Według prawnika Serge'a Weeninga, istniał rodzaj "sytuacji awaryjnej", aby utrzymać szkołę na powierzchni, a zatem administratorzy nie podlegają karze. Adwokat Sabina Gomez Espinosa również twierdzi, że jej klient nie zasługuje na karę, "ponieważ nie miał wyjścia". Prokuratura nie wierzy w żadną z historii i uważa, że dyrektorzy wzbogacili się, w tym zgarniając duże sumy pieniędzy w Maroku. Mimo to pytanie, czy dyrektorzy SIS Heerlen byli "ofiarami" Departamentu Sprawiedliwości, nie jest całkowicie niezrozumiałe.
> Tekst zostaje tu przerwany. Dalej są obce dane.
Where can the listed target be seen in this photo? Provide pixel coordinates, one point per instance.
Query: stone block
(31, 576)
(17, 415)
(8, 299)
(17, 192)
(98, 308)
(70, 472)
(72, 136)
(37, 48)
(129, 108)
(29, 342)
Ministerstwo Edukacji ustaliło, że 85 procent wszystkich islamskich rad szkolnych w Holandii manipulowało pieniędzmi w latach 2004-2008. Cztery raporty w tej sprawie zostały sporządzone, trzy z nich przez samo ministerstwo, w tym przeciwko SIS Helmond, do którego należała obecnie rozwiązana islamska szkoła podstawowa w Roermond. "Ale nie ma mowy o arbitralności", powiedział wczoraj prokurator Bliek z prokuratury funkcjonalnej: "To nie są podobne przypadki". Korespondencja wyjaśniająca, dlaczego zarząd szkoły w Roermond nie jest ścigany, nie została upubliczniona.